【課題を解決するための手段】
【0008】
そこで、本発明者らは、前述のような観点から、切れ刃に高負荷が作用し、硬質被覆層が塑性変形を起こしやすい高負荷・低速切削加工条件で使用した場合でも、硬質被覆層の異常損傷が発生しにくい硬質被覆層の構造について鋭意研究を行ったところ、硬質被覆層をTi化合物層からなる下部層と、Al
2O
3層からなる上部層とで構成するとともに、下部層を構成するTi化合物層として、少なくとも1層のTiの炭窒化物(以下、「TiCN」で示すこともある。)層を設け、該TiCN層の(200)配向性を高めた場合には、高負荷(特に、TiCN層表面への大きなせん断力)が作用したとしても、TiCN層がすぐれた耐塑性変形性を示し、その結果、TiCN層を構成する結晶粒の脱落等による異常損傷の発生を抑制し得ること、また、これにより耐摩耗性の向上を図り得ることを見出したのである。

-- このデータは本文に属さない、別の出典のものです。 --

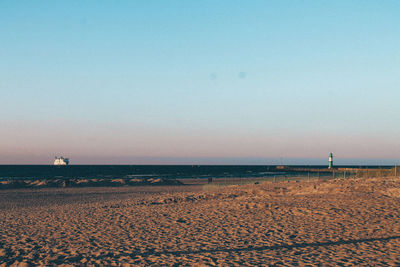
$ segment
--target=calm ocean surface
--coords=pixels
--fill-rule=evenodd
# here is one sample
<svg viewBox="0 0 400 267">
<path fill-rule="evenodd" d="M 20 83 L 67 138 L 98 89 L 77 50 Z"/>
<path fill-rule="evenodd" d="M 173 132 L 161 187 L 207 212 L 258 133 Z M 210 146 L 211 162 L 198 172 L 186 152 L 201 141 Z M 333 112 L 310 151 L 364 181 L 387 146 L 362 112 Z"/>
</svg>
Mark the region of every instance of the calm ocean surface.
<svg viewBox="0 0 400 267">
<path fill-rule="evenodd" d="M 292 166 L 324 169 L 327 166 Z M 352 167 L 352 166 L 346 166 Z M 360 166 L 353 166 L 360 167 Z M 368 166 L 372 167 L 372 166 Z M 296 175 L 297 171 L 279 170 L 277 166 L 260 165 L 0 165 L 0 180 L 62 178 L 146 178 L 190 179 L 208 177 L 273 177 Z"/>
</svg>

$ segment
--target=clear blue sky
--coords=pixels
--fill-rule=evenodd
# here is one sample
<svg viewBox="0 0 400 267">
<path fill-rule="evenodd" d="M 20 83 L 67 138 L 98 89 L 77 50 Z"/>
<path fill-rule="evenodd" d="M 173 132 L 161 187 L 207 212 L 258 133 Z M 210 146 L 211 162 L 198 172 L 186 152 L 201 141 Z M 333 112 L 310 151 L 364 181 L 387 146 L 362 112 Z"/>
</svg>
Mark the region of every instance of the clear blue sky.
<svg viewBox="0 0 400 267">
<path fill-rule="evenodd" d="M 0 164 L 396 161 L 400 2 L 2 0 L 0 100 Z"/>
</svg>

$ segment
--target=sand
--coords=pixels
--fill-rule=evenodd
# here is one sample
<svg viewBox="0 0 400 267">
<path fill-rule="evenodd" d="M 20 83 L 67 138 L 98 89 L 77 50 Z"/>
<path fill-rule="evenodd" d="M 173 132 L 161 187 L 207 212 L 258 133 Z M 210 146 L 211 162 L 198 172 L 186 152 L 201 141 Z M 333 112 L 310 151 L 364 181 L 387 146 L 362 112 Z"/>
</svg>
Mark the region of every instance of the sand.
<svg viewBox="0 0 400 267">
<path fill-rule="evenodd" d="M 1 189 L 49 188 L 49 187 L 119 187 L 141 185 L 180 185 L 175 179 L 18 179 L 0 181 Z"/>
<path fill-rule="evenodd" d="M 400 179 L 0 192 L 3 265 L 400 265 Z"/>
</svg>

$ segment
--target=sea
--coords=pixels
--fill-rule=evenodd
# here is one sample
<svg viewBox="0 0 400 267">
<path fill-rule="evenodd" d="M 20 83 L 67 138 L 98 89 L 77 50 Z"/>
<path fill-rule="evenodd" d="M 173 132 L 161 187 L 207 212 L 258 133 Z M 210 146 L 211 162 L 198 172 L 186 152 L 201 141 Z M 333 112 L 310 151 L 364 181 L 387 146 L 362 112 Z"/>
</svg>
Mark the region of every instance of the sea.
<svg viewBox="0 0 400 267">
<path fill-rule="evenodd" d="M 340 167 L 340 166 L 338 166 Z M 374 166 L 343 166 L 374 168 Z M 389 168 L 391 166 L 379 166 Z M 307 175 L 307 170 L 321 170 L 330 175 L 325 165 L 0 165 L 0 180 L 14 179 L 197 179 L 258 178 Z M 318 175 L 320 175 L 318 174 Z"/>
</svg>

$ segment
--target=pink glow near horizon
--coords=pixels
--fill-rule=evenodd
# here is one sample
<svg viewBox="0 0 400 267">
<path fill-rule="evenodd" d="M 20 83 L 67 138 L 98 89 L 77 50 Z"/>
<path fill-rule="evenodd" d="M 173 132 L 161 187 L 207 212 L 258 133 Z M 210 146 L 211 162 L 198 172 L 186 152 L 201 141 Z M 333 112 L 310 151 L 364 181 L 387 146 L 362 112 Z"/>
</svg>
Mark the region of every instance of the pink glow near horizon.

また、前記TiCN層を、アスペクト比が5以上である柱状縦長組織として形成した場合には、すぐれた耐塑性変形性に加え、柱状縦長組織によりもたらされる一段とすぐれた耐摩耗性を発揮することを見出したのである。
【0009】
本発明は、前記知見に基づいてなされたものであって、
「(1)炭化タングステン基超硬合金または炭窒化チタン基サーメットで構成された工具基体の表面に、硬質被覆層が形成されている表面被覆切削工具において、
(a)前記硬質被覆層は、少なくとも下部層と上部層からなり、
(b)前記下部層は、Tiの炭化物層、窒化物層、炭窒化物層、炭酸化物層、炭窒酸化物層およびTiとAlの複合窒化物層から選ばれる1層または2層以上からなり、
かつ、その内の少なくとも1層は
1.7μm以上の平均層厚のTiの炭窒化物層で構成された2〜15μmの合計平均層厚を有するTi化合物層からなり、
(c)前記上部層は、1〜15μmの平均層厚を有する酸化アルミニウム層からなり、
(d)前記下部層のTi化合物層中の少なくとも1層のTiの炭窒化物層は、(200)面にX線回折による最大回折ピーク強度が現れ、かつ、配向性指数Tc(200)は2.0以上であることを特徴とする表面被覆切削工具。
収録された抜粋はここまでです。